Determined to be physically healthy, based on medical history and physical examination and approval of the study physician
Age 18 to 70 years, inclusive
Self-identified European ancestry
Meets DSM-5 criteria for AUD
Average weekly ethanol consumption of >24 standard drinks for men and >18 standard drinks for women, with a weekly average of > 2 HDDs during the month before screening
Stated goal to reduce drinking to safe levels or to stop drinking
Able to read English at an 8th grade or higher level and no gross cognitive impairment
Willingness to nominate an individual who will know the subject's whereabouts to facilitate follow up during the study
Women of child-bearing potential (i.e., who have not had a hysterectomy, bilateral oophorectomy, tubal ligation or is less than two years postmenopausal): must be non-lactating and practicing a reliable method of birth control, and have a negative urine pregnancy test prior to the initiation of treatment.

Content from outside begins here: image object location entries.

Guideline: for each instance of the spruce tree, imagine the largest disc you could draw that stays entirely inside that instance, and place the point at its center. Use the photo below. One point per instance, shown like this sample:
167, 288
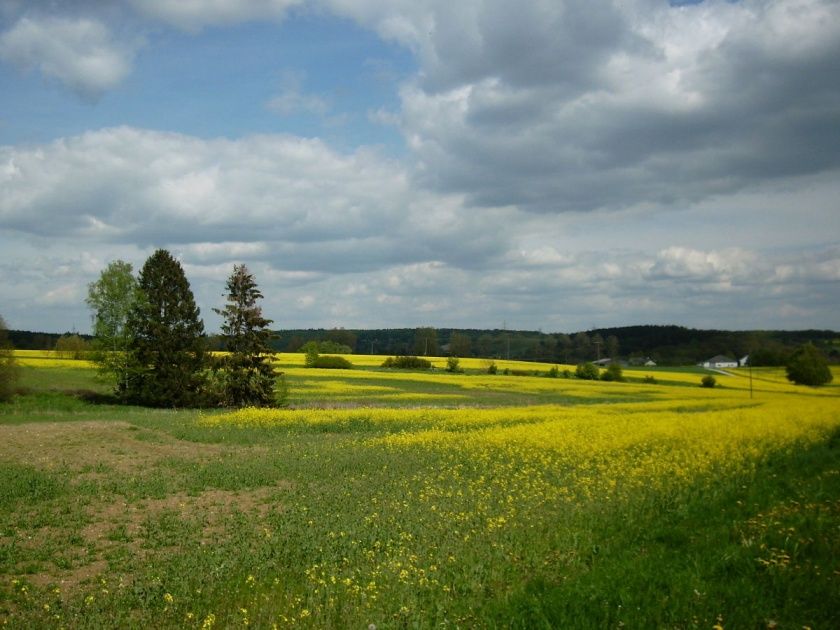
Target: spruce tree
808, 366
166, 351
249, 377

Examples of medically acceptable methods for this protocol include: the birth control pill, intrauterine device, injection of Depo-Provera, Norplant, contraceptive patch, contraceptive ring, double-barrier methods (such as condoms and diaphragm/spermicide), male partner sterilization, abstinence (and agreement to continue abstinence or to use an acceptable method of contraception, as listed above, should sexual activity commence), and tubal ligation.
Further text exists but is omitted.